Running a marathon is a significant accomplishment, and with the right approach, it can be an enjoyable experience. From fuelling to pacing, kit, and mental attitude, there are various factors that can influence your performance on race day. In this blog, we will look at some tips and strategies to help you run your best marathon to date.
Whilst being daunting for most... it certainly scares me... a marathon can be broken down into achievable chunks. The main thing is to trust yourself, trust your coach, trust your training and be confident. Make sure you have a realistic target derived by you and your coach, and stick to your plan.
Related: Top ten tips for your first race
Related: Make the best training plan and routine for you
We will focus on the following
Fuelling before the race:
Let's start with the days leading up to the marathon. Don't do anything you wouldn't usually do... however, this is the time to make sure your body is stocked up on all the good stuff it needs to make it through 26.2 miles of running. Carbohydrates are your friend here, so stock up on pasta, rice, potatoes, bread, and other carb-heavy foods in the days leading up to the race. You'll also want to make sure you're staying hydrated by drinking plenty of water and electrolyte-rich fluids like sports drinks. And, of course, don't forget to get plenty of rest so your body is ready to tackle the race.

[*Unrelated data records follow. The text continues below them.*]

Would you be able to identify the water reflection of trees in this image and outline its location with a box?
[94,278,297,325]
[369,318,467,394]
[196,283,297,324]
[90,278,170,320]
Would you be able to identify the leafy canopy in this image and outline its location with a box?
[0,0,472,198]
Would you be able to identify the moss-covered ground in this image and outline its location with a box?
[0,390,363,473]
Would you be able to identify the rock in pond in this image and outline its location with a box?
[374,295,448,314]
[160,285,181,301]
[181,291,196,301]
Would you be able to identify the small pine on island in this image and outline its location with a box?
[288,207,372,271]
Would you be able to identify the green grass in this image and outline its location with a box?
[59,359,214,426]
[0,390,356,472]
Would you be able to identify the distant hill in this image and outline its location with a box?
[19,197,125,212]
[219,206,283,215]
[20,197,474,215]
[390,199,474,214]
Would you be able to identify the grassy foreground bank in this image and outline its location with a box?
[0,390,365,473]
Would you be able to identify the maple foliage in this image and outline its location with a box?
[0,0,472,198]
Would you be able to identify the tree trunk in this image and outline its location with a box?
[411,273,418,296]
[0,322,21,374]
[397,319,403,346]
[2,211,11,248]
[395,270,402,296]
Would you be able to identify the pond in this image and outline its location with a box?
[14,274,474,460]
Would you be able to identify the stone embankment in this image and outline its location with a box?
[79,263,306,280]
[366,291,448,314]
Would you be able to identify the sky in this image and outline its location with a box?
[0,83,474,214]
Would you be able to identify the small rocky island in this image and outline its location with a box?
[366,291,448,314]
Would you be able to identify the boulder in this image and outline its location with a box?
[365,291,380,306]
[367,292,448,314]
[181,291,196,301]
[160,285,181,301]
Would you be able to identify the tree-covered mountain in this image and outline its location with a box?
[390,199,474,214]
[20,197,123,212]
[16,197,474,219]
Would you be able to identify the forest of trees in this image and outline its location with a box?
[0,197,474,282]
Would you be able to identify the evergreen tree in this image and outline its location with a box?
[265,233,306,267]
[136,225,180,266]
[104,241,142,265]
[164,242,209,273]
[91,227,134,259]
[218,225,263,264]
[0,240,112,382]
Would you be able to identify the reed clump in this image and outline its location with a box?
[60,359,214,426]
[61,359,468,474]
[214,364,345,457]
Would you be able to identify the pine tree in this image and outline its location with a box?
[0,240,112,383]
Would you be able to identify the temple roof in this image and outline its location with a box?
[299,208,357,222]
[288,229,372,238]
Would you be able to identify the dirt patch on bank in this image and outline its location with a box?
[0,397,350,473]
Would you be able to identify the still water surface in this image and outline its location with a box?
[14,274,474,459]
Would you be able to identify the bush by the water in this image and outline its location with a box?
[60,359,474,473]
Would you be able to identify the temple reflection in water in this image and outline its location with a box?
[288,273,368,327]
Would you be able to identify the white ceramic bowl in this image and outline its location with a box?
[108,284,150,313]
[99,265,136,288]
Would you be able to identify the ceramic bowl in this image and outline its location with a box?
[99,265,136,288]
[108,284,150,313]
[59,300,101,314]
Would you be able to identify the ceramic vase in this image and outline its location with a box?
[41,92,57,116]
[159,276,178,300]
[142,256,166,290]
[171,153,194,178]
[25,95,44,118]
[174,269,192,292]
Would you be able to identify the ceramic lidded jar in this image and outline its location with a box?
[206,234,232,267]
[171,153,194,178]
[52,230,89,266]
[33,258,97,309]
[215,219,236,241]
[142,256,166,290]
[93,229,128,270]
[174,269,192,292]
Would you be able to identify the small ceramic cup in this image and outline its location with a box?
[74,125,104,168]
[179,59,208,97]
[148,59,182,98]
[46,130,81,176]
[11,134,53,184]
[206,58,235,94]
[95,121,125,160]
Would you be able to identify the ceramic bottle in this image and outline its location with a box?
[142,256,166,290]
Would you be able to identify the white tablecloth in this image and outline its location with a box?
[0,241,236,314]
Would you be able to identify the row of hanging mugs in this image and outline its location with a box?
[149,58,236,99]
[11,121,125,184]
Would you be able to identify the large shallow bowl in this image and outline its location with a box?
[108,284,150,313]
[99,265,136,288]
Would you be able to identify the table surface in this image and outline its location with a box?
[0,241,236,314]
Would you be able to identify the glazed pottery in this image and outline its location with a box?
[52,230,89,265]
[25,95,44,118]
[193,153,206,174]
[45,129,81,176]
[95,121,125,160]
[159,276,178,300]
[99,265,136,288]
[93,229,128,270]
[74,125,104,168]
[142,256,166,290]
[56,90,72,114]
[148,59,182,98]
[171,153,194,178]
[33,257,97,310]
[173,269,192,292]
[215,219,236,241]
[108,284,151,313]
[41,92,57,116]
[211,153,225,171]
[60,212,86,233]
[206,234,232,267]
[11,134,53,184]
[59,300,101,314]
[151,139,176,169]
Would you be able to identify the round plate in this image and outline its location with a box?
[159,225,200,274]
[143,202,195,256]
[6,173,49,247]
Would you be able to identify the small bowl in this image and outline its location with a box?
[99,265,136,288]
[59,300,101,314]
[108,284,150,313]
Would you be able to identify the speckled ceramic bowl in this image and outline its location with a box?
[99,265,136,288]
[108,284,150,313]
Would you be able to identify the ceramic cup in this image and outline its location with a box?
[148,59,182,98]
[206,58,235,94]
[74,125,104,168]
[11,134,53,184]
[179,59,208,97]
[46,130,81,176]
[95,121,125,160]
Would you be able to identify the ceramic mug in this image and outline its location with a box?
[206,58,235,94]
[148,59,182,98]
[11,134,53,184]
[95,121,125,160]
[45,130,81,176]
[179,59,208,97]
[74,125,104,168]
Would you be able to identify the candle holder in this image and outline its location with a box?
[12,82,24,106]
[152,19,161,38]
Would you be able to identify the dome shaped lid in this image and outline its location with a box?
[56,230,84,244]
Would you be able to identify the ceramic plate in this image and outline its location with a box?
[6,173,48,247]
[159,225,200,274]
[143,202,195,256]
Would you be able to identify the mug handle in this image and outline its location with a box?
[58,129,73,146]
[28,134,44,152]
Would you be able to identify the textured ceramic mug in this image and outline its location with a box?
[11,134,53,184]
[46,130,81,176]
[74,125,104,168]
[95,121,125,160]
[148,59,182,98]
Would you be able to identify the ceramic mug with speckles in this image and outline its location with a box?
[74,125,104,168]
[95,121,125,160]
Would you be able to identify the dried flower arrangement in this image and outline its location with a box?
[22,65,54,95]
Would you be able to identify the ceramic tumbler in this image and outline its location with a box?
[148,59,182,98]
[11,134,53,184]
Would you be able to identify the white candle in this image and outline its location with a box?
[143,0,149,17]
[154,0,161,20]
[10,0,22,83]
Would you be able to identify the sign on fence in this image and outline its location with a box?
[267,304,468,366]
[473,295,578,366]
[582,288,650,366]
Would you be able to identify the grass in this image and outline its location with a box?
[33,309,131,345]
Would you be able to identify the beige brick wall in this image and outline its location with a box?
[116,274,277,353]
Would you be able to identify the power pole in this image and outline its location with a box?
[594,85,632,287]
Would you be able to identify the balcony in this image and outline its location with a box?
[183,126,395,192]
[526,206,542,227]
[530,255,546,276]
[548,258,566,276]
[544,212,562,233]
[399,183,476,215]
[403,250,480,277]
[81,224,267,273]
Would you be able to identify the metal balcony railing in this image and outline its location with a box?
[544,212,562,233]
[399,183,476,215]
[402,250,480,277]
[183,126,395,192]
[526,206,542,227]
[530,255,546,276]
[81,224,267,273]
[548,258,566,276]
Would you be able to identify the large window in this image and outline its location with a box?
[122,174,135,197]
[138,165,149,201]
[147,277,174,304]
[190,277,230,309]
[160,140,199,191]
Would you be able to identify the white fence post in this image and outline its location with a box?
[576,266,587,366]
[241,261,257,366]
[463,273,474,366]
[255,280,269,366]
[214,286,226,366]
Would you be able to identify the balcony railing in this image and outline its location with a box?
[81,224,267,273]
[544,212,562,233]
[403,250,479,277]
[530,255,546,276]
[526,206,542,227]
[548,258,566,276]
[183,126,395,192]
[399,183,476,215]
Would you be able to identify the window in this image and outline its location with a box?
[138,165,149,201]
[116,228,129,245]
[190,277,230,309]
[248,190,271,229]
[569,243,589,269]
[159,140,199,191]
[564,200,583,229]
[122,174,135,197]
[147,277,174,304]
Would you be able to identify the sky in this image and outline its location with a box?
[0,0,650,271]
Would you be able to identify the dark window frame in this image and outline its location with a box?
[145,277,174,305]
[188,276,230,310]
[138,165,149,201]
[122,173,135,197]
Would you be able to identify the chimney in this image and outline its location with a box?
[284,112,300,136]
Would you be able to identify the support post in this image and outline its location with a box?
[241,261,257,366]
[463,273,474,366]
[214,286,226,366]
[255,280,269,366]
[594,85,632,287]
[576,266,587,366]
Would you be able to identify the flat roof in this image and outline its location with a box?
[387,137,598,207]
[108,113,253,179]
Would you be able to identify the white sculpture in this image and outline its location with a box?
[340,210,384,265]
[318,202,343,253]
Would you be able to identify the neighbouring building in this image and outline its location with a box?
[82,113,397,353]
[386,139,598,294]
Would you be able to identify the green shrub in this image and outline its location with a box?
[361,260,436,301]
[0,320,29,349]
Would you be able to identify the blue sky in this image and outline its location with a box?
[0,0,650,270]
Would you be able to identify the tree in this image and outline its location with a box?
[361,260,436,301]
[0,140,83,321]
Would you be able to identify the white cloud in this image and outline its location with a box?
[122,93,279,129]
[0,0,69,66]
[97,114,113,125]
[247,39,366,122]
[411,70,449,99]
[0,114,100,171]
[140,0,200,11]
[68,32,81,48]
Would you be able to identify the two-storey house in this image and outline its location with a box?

2 porridge pots 3 hours before start.
1 gel 20 mins before.
Fuelling during the race:
Okay, so you've made it to race day - congrats! Now it's time to focus on giving your body the fuel it needs to power through those 26.2 miles. This is where you'll want to have a plan in place for how you're going to stay hydrated and fueled up during the race. Depending on your pace, you may need to consume fluids and energy gels or chews at regular intervals throughout the race. Make sure you practice your race-day nutrition plan during your training runs to find out what works best for you. And don't forget to listen to your body - if you're feeling thirsty or hungry, it's okay to take a quick break to grab some water or a snack.
My general rule of thumb is one 30-40g carb gel every half an hour after the first hour of running. I use Precision Hydration but Maurten is another good brand worth trying.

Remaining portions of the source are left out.